A Brief History of the Diaconate (Part 1 of 10)

Throughout the first centuries of the Church, the deacon served as “the ears, mouth, heart, and soul of the bishop.” (Didascalia Apostolorum 2) Baptizing, taking communion to the sick, and caring for the poor, the deacon’s ministry was truly one of service. The Council of Nicaea (325) subordinated deacons to presbyters (who represented the bishop in local communities and presided at the Eucharist), thus signaling the beginning of the end of the ministry of permanent deacons in the early Church. As the number of men who wanted to remain deacons all their lives decreased, the diaconate evolved into a brief, final “step” in preparation for priesthood.

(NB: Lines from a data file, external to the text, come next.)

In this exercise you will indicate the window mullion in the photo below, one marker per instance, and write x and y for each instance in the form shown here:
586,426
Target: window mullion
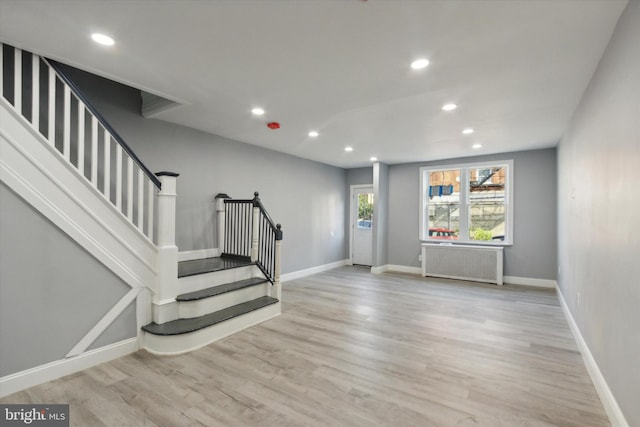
464,205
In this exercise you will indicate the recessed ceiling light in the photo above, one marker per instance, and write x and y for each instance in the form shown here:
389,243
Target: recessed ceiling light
102,39
419,64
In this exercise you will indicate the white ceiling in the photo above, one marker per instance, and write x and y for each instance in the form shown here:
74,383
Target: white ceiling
517,69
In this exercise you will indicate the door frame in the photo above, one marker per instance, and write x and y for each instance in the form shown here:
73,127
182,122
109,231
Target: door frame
351,213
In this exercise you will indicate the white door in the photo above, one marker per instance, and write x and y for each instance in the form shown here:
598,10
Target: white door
362,225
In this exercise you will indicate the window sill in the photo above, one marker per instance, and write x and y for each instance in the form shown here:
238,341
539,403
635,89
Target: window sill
466,243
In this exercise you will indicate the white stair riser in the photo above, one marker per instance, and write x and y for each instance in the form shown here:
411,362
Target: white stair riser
177,344
165,311
215,278
188,309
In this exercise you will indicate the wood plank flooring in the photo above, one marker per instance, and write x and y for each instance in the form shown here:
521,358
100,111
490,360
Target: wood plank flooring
356,349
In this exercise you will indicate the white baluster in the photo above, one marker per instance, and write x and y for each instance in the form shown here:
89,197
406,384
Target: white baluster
151,198
52,107
107,165
35,92
66,130
140,221
119,177
81,131
166,286
17,80
94,151
130,188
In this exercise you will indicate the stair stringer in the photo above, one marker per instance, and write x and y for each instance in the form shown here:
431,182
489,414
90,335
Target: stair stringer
39,174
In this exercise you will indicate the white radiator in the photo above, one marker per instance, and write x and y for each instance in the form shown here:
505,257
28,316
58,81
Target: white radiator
477,263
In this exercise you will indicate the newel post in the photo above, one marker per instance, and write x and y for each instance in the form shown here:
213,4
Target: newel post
221,219
277,258
167,262
255,227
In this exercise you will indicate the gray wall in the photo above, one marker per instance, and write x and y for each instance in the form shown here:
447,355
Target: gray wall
43,277
308,198
359,176
599,214
533,253
380,214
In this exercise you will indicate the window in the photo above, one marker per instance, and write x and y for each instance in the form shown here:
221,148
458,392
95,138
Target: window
365,210
469,203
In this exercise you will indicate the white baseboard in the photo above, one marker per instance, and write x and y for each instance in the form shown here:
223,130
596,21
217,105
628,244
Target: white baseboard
313,270
396,269
54,370
530,281
198,254
616,417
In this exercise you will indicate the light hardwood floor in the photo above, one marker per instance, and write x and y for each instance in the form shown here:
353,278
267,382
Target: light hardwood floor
356,349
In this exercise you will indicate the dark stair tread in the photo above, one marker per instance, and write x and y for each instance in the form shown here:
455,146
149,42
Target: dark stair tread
220,289
209,265
183,326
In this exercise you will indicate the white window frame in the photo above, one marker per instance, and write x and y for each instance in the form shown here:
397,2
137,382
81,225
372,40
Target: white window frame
464,201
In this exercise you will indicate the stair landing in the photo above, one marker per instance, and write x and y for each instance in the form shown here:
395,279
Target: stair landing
208,265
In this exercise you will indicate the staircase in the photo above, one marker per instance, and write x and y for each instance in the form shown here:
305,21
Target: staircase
62,157
223,296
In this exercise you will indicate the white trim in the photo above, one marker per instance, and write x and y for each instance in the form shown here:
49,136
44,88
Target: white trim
51,371
104,323
313,270
530,281
396,269
198,254
616,417
351,224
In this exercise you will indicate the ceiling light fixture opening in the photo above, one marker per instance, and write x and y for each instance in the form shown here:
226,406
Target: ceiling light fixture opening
102,39
419,64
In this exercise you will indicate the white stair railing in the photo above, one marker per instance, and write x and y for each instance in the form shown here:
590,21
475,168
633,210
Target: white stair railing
41,93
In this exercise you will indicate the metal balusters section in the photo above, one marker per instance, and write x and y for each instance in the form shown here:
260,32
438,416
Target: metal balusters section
237,242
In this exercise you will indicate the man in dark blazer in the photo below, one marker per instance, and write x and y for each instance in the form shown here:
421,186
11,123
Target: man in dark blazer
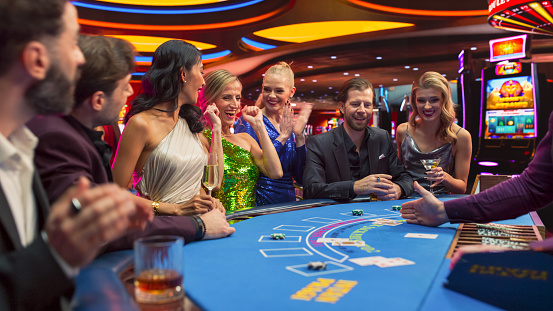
354,159
42,247
69,147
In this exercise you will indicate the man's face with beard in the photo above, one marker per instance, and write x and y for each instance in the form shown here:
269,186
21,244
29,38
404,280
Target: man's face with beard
357,109
54,94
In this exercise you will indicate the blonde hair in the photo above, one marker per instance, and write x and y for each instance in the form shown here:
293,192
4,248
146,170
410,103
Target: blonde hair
215,83
283,69
432,79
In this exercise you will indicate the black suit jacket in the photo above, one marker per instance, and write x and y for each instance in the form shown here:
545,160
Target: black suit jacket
327,171
30,277
65,152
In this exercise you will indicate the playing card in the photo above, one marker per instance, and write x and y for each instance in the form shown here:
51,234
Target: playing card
330,240
348,243
421,235
367,261
394,262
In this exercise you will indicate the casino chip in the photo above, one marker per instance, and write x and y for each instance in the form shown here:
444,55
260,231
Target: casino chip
316,265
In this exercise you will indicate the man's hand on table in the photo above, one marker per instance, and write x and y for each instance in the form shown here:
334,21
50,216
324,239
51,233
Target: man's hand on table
216,225
427,211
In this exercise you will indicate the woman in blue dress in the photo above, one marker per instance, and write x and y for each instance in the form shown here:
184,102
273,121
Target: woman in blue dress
285,131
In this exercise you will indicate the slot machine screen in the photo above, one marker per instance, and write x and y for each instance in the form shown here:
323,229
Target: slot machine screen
510,124
510,108
510,93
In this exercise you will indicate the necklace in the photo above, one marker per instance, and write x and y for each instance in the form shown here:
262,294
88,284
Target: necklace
169,111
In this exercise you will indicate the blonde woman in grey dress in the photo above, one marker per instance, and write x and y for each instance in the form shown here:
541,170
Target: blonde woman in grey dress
162,146
431,133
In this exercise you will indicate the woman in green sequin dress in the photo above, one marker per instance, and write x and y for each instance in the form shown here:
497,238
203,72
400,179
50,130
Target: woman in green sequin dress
243,156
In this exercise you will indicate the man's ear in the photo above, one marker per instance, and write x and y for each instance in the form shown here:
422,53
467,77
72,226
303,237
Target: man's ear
36,60
97,100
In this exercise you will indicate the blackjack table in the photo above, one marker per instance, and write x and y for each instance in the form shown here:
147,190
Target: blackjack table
252,271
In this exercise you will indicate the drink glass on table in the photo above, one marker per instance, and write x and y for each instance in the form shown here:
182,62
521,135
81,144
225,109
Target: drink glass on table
428,165
210,178
158,269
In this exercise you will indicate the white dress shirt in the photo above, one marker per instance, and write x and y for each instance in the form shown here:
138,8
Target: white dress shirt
16,177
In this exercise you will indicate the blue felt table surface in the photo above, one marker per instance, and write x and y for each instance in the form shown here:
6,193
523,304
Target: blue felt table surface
250,271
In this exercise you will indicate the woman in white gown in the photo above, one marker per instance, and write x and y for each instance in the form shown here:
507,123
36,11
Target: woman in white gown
162,146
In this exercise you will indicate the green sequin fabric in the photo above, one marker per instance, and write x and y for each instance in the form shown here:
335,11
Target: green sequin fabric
238,187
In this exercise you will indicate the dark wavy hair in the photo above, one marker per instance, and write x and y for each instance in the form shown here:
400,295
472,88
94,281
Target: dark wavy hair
161,83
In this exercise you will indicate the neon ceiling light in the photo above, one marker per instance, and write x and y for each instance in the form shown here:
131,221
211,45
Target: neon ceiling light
164,11
418,12
305,32
150,44
257,45
205,57
162,2
179,27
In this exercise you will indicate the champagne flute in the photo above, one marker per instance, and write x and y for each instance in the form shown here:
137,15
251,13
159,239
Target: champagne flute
428,165
211,172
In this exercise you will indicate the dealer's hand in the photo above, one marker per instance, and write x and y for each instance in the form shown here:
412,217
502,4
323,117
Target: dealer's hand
427,211
216,225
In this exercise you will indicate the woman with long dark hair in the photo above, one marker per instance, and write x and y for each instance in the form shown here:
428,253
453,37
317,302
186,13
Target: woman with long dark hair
162,146
244,157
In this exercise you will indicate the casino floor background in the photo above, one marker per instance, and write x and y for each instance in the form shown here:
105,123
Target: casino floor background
390,43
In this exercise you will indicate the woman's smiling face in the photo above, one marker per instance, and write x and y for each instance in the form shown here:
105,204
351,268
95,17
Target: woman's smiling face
276,91
228,103
429,103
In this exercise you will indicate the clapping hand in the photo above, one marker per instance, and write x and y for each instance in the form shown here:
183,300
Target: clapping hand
211,115
301,120
252,115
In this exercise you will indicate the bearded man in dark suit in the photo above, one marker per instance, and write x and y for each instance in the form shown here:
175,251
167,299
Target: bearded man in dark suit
42,247
354,159
69,147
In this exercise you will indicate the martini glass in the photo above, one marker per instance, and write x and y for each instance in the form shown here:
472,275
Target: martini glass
428,165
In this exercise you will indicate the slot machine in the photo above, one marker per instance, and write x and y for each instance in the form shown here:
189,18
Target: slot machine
510,105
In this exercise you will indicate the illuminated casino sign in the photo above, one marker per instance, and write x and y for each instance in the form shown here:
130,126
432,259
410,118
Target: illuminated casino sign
508,48
508,68
522,15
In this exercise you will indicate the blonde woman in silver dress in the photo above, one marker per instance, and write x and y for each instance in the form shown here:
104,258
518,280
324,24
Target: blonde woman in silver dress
162,146
431,133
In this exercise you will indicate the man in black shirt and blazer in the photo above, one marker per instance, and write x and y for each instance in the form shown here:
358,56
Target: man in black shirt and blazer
354,159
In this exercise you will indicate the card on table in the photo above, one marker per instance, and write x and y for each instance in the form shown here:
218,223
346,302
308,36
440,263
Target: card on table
330,240
394,262
421,235
367,261
348,243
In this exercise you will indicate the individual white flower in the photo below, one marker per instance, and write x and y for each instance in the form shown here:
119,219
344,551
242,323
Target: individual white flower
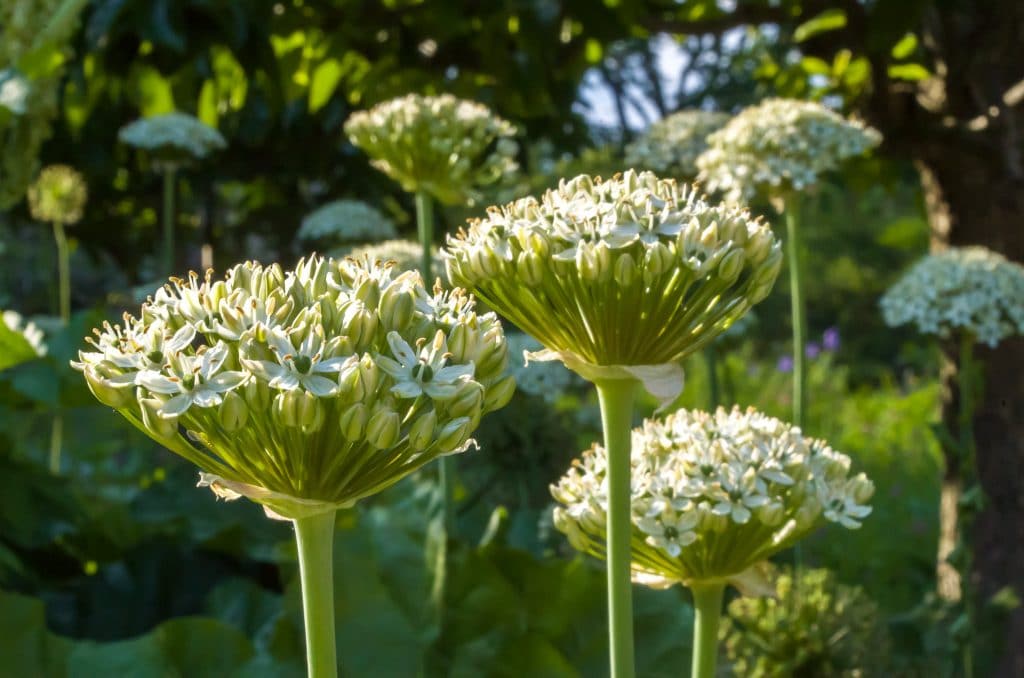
969,289
425,372
346,221
192,380
671,145
713,495
780,145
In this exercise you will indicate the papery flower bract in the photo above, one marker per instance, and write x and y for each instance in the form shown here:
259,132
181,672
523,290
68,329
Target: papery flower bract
671,145
172,138
631,271
780,145
280,385
346,221
713,495
443,145
969,289
57,196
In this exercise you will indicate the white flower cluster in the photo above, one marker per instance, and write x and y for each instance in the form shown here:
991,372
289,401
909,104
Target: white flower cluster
713,495
346,221
969,289
322,384
57,196
173,138
780,145
546,380
636,270
441,144
672,144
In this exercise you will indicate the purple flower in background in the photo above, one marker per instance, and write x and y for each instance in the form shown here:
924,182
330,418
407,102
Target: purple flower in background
829,340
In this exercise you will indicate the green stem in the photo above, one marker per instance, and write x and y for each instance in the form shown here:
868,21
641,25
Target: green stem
708,609
799,312
168,252
711,359
616,398
314,537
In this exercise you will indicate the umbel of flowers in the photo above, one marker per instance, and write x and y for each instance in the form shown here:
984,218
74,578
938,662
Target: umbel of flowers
619,280
671,145
346,221
304,390
171,140
713,496
776,150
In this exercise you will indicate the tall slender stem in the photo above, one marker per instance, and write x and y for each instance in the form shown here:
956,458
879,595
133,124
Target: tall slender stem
168,216
799,312
616,398
708,608
711,359
314,537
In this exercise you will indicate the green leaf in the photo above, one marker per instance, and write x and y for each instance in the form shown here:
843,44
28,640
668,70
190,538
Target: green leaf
905,46
910,72
829,19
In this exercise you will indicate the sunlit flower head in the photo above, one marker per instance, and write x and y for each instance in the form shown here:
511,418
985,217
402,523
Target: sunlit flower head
346,221
441,144
780,145
631,271
969,289
713,495
57,196
672,144
172,138
307,388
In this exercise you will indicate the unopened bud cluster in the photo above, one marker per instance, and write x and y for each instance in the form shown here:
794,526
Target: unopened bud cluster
672,144
346,221
969,289
173,138
635,270
778,146
323,384
441,144
713,495
57,196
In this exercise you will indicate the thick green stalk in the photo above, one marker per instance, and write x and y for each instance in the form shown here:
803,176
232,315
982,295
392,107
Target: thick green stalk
168,251
314,537
798,310
708,609
616,398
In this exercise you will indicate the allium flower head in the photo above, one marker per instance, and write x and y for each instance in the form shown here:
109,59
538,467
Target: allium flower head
780,145
304,389
614,277
173,138
713,495
672,144
969,289
441,144
346,221
57,196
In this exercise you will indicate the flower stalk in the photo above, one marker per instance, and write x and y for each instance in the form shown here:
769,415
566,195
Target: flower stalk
615,397
314,538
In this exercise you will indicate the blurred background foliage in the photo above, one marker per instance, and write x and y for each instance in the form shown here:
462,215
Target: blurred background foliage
119,565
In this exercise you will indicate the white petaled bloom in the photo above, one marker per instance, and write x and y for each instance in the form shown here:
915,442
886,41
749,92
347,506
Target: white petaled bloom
301,389
671,145
443,145
780,145
172,138
633,271
346,221
971,289
713,495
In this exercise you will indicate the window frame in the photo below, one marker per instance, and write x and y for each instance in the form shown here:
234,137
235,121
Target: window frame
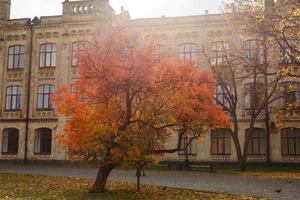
220,54
191,150
45,95
285,94
43,141
12,139
220,93
16,56
217,135
253,52
252,97
76,51
11,96
261,138
285,137
45,54
188,55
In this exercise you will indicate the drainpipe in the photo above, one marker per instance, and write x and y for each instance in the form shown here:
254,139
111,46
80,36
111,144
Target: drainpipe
30,24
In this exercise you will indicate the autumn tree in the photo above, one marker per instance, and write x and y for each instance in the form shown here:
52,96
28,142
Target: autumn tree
127,104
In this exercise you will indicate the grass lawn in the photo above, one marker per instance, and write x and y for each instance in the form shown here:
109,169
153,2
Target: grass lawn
27,187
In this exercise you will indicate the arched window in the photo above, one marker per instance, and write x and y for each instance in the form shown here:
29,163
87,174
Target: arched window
290,141
253,98
16,57
258,142
289,93
77,48
221,142
13,97
188,51
220,53
253,52
43,141
161,52
44,95
188,145
222,96
10,141
48,55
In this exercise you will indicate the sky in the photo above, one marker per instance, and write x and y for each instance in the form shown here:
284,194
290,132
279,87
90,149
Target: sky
137,8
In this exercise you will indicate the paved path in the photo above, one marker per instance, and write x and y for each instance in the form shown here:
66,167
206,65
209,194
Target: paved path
213,182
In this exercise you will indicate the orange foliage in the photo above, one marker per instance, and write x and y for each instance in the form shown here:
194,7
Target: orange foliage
127,104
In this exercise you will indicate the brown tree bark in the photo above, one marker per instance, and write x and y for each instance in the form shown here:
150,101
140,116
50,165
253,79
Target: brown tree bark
103,172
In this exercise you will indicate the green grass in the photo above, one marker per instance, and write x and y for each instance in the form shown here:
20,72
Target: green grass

The Council of Trent (1545-1563) did propose the restoration of the permanent diaconate, but it was not until the 1964 that the bishops at Vatican II approved its restoration. In 1967, Paul VI issued guidelines for the permanent diaconate and gave permission for national bishops’ conferences to restore the diaconate. The United States’ bishops did so in 1971 when they published guidelines for the ministry and formation of permanent deacons. In our archdiocese, the first class of permanent deacons was ordained in 1976. The Icon image above is of St. Stephen, one of the original seven deacons of the Church and martyred for the faith.